Sobre pessoas e pérolas...


Sobre pessoas e pérolas...




Por Alessandra Leles Rocha




Um processo importante que essa Pandemia nos proporciona diariamente é a reflexão. Sei que muitos se abstêm de fazê-lo; mas, para tantos outros é esse o remédio que apazigua a alma. E foi nesses momentos de profundo encontro com as subjetividades humanas que me recordei do belíssimo texto de Rubem Alves, “Ostra feliz não faz pérola” 1.
E pela impossibilidade de discordar do grande mestre, uma alegria esperançosa me invadiu. Quem sabe ao final desse tsunami chamado COVID-19, a humanidade não será um mar de pérolas?
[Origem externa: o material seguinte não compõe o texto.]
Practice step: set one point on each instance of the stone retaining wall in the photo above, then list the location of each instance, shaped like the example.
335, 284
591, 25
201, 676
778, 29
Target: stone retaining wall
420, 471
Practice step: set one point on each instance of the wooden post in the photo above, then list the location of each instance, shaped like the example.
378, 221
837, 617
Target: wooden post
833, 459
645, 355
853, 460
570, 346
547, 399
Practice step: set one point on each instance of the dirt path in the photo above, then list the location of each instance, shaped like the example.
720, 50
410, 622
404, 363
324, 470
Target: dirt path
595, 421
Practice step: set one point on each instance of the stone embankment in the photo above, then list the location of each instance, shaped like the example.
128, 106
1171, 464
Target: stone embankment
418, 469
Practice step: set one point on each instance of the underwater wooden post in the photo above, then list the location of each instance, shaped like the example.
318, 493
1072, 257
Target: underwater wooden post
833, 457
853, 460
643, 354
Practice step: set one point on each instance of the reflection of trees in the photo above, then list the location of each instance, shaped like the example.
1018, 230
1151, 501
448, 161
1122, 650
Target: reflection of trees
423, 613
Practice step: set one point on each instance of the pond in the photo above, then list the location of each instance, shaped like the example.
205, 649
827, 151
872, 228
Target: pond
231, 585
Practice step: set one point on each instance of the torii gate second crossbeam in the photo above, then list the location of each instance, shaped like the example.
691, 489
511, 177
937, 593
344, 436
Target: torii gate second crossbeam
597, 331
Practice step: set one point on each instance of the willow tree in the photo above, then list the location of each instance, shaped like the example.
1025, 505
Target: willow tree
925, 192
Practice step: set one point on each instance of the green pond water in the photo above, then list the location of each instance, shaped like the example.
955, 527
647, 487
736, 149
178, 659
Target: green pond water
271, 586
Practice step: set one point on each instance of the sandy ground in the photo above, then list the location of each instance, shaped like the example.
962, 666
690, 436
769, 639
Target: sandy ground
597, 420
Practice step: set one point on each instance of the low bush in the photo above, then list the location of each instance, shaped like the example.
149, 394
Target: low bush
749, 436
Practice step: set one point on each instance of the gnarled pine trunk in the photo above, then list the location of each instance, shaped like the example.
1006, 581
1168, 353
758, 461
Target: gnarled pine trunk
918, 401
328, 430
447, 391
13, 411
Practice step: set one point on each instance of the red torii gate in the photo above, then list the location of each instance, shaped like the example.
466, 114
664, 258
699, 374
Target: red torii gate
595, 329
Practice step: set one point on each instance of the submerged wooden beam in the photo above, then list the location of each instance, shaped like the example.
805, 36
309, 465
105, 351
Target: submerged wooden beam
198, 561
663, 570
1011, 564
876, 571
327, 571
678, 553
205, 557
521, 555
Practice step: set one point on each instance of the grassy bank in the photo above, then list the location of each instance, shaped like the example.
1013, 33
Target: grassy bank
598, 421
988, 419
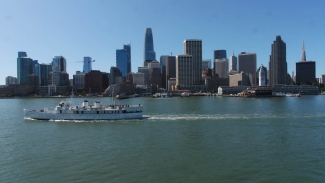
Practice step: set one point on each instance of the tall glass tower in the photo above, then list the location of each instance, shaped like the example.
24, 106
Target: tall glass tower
149, 53
87, 64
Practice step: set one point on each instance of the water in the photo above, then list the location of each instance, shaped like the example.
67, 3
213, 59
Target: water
196, 139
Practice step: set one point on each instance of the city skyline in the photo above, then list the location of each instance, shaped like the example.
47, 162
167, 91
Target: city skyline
42, 39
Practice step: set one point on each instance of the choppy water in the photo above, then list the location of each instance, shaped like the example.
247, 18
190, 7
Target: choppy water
197, 139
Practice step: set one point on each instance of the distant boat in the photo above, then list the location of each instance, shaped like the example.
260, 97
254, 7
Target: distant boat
122, 96
185, 94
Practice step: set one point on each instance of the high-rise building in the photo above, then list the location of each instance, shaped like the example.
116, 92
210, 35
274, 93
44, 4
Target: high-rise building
79, 80
114, 72
206, 63
87, 67
221, 67
163, 60
24, 67
262, 76
123, 60
145, 71
247, 64
305, 70
11, 80
194, 47
154, 74
44, 71
59, 75
149, 53
218, 54
233, 62
170, 68
278, 63
184, 71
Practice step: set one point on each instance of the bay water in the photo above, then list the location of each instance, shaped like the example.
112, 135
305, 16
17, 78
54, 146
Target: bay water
195, 139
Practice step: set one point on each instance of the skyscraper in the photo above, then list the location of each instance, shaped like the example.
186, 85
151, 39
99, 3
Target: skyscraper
247, 64
218, 54
233, 62
221, 67
278, 63
305, 70
184, 71
194, 47
24, 67
44, 70
87, 64
149, 53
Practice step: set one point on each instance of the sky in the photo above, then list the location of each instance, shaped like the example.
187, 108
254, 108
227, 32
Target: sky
96, 28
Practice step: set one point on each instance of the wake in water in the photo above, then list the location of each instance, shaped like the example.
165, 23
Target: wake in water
193, 117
Porque a revelia de suas vontades os seres humanos foram feridos no corpo, na mente e no espírito, de maneiras diversas que jamais poderiam supor existir.
Fomos subjugados a um imponderável totalmente desconhecido. Algo nos feriu há alguns meses e nos impõe reagir, ainda que não saibamos exatamente de que maneira fazê-lo; mas, temos que reagir. E é exatamente esse processo que nos tem permitido o exercício do autoconhecimento, dos nossos limites, das nossas flexibilidades, das nossas habilidades,... Uma descoberta a respeito de quem somos debaixo de todas as máscaras visíveis e invisíveis.
Na vida comum sabemos os remédios que nos caem como luvas, os que nos fazem terrivelmente mal, os que são inócuos. Se autoconhecer, então, é a chave para descobrir os melhores caminhos e alternativas de cura para aquilo que nos fere, que nos faz doer, que nos faz sofrer.  De modo que isso é fundamental, na medida em que não temos um dia assinalado no calendário afirmando que a Pandemia chegou ao fim. Por enquanto, só navegamos no mar das incertezas.
E não dá para navegarmos machucados, feridos. A dor consegue nos minar as energias com uma fúria descomunal; por isso, se nada for feito ela nos leva à depressão, à entrega inerte a mais plena inquietude antiproducente. Uma perda do viço que começa pela alma e vai se refletindo em cada diminuta célula do corpo, até fazer parar fisiologicamente para que a vida deixe de doer.
Por isso, se quiser produzir pérolas terá que agir, reagir, lutar com o que de melhor dispõe. Alguém já disse que “o jogo só acaba quando termina”, então... A sociedade reclama tanto das suas mazelas. Ocupa-se tanto em colocar na porta do “outro” as próprias responsabilidades, os próprios defeitos,... Chegou a hora de rever seus comportamentos, seus conceitos. Se reinventar. Aprender a produzir pérolas e saber exatamente o valor delas, para não sair por aí, lançando-as inadvertidamente aos porcos.
Não há oportunidade mais profícua. Fomos feridos. Estamos sensibilizados. A dor paira sobre cada um e se propaga em ondas chorosas. Então, não basta anestesiar a dor de uma ferida aberta.  É preciso ressignificar tudo isso de uma maneira cicatrizante, edificante. Talvez, começando pela empatia que solidariza e aconchega. Porque o afeto que permite a alguém se colocar na posição do “outro” se traduz de muitas maneiras.
Assim, as pérolas começam a emergir. Isso não significa que a vida vai circular sem altos e baixos ou desafios; mas, que há uma possibilidade concreta dela transitar com mais leveza e sabedoria. O ser humano é incompleto, é incorreto, é falível; mas, por trás de cada pérola que ele consegue produzir há uma dose imensa de evolução, de aprendizado, de consciência. De modo que elas passam a sinalizar novos caminhos, novas possibilidades para se percorrer e isso tem um efeito multiplicador fantástico.
Portanto, reflita “uma pérola é um templo construído pela dor à volta de um grão de areia. Que nostalgia nos construiu o corpo e à volta de que grãos?” (Khalil Gibran). Espero que, até o fim dessa Pandemia, a humanidade consiga trazer uma boa resposta a essa pergunta ou, pelo menos, se disponha a tentar respondê-la.